Search code examples
postgresqlhistogramdate-rangeestimation

Estimating Number of rows using Explain in PostgreSQL for Daterange


Does any body knows how the PostgreSQL estimates the number of rows using Explain for date range data types? for instance consider we have this query:

Select * From 'Table1' Where 'period' && '[2015-01-01,2015-12-30)';

In this situation (when we have date range data type) for the period field in table Table1, the fields like Histogram bound in pg_stats are null , but in pg_statistic two value will be save (stakind1=7 and stakind2=6) which there is no documents for this codings, also two stavalues will be saved in the table which it seems one of them is the histogram of the field period but there other one? here is an example :

Stavalue1:"{""[2015-01-02,2015-01-03)"",""[2015-01-29,2015-02-01)"",""[2015-02-09,2015-02-13)""}"
Satvalue2: "{1,1,1}"

here I have three questions:

  1. What is Satvalue2?or what is stakind2=6?
  2. How can we interpret a histogram which upper bound and Lower bound are period?
  3. How 'Explain' can estimate the number of rows for the query I mentioned above?

Thanks in advance


Solution

  • See this definition in src/include/catalog/pg_statistic.h:

    /*
     * A "length histogram" slot describes the distribution of range lengths in
     * rows of a range-type column. stanumbers contains a single entry, the
     * fraction of empty ranges. stavalues is a histogram of non-empty lengths, in
     * a format similar to STATISTIC_KIND_HISTOGRAM: it contains M (>=2) range
     * values that divide the column data values into M-1 bins of approximately
     * equal population. The lengths are stored as float8s, as measured by the
     * range type's subdiff function. Only non-null rows are considered.
     */
    #define STATISTIC_KIND_RANGE_LENGTH_HISTOGRAM  6
    
    /*
     * A "bounds histogram" slot is similar to STATISTIC_KIND_HISTOGRAM, but for
     * a range-type column.  stavalues contains M (>=2) range values that divide
     * the column data values into M-1 bins of approximately equal population.
     * Unlike a regular scalar histogram, this is actually two histograms combined
     * into a single array, with the lower bounds of each value forming a
     * histogram of lower bounds, and the upper bounds a histogram of upper
     * bounds.  Only non-NULL, non-empty ranges are included.
     */
    #define STATISTIC_KIND_BOUNDS_HISTOGRAM  7
    

    This answers the first and the second question.

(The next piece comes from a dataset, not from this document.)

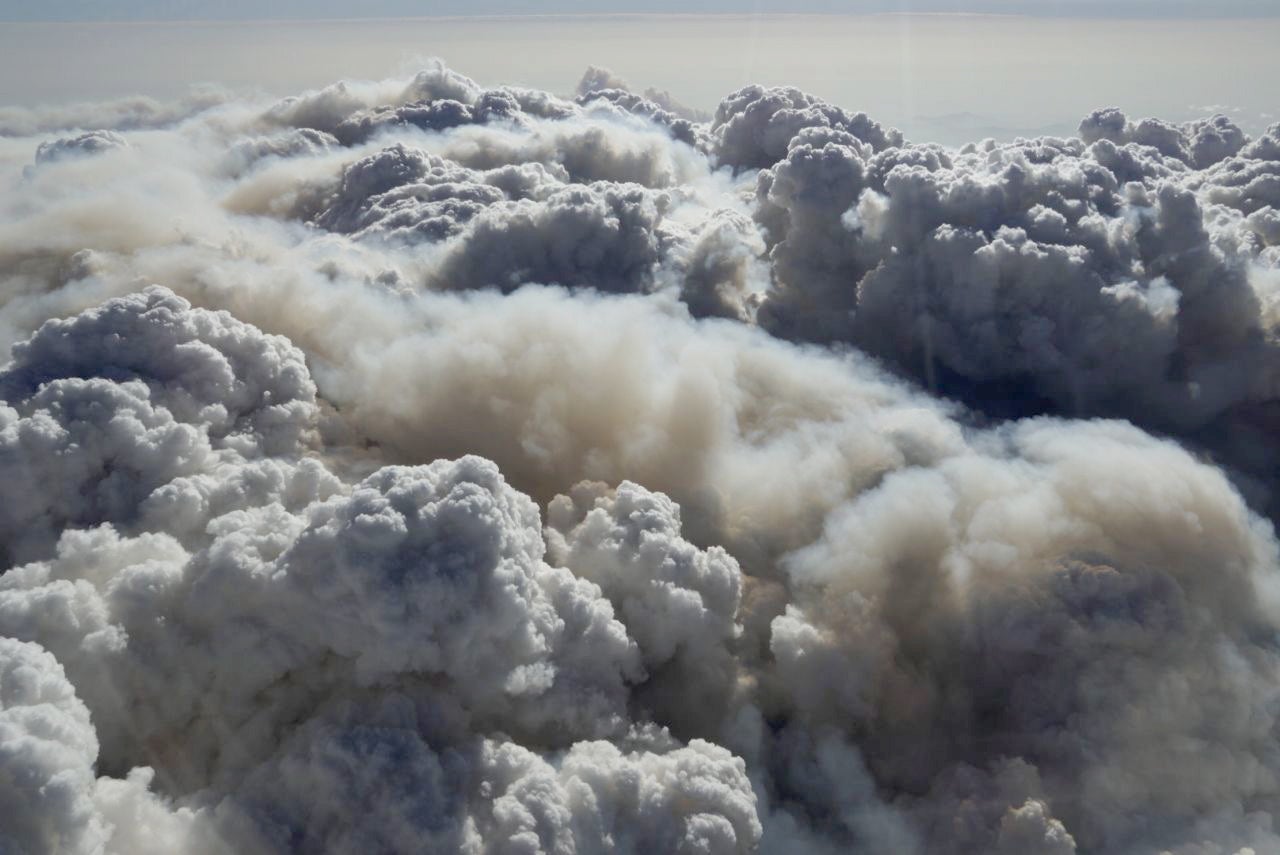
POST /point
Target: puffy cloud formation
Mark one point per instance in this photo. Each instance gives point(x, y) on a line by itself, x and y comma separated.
point(492, 471)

    The selectivity of && is calculated in calc_hist_selectivity in src/backend/utils/adt/rangetypes_selfuncs.c. The bounds histogram is split in two histograms: hist_upper for the upper values and hist_lower for the lower values. This code explains what happens:

            case OID_RANGE_OVERLAP_OP:
            case OID_RANGE_CONTAINS_ELEM_OP:
    
                /*
                 * A && B <=> NOT (A << B OR A >> B).
                 *
                 * Since A << B and A >> B are mutually exclusive events we can
                 * sum their probabilities to find probability of (A << B OR A >>
                 * B).
                 *
                 * "range @> elem" is equivalent to "range && [elem,elem]". The
                 * caller already constructed the singular range from the element
                 * constant, so just treat it the same as &&.
                 */
                hist_selec =
                    calc_hist_selectivity_scalar(typcache, &const_lower, hist_upper,
                                                 nhist, false);
                hist_selec +=
                    (1.0 - calc_hist_selectivity_scalar(typcache, &const_upper, hist_lower,
                                                        nhist, true));
                hist_selec = 1.0 - hist_selec;
                break;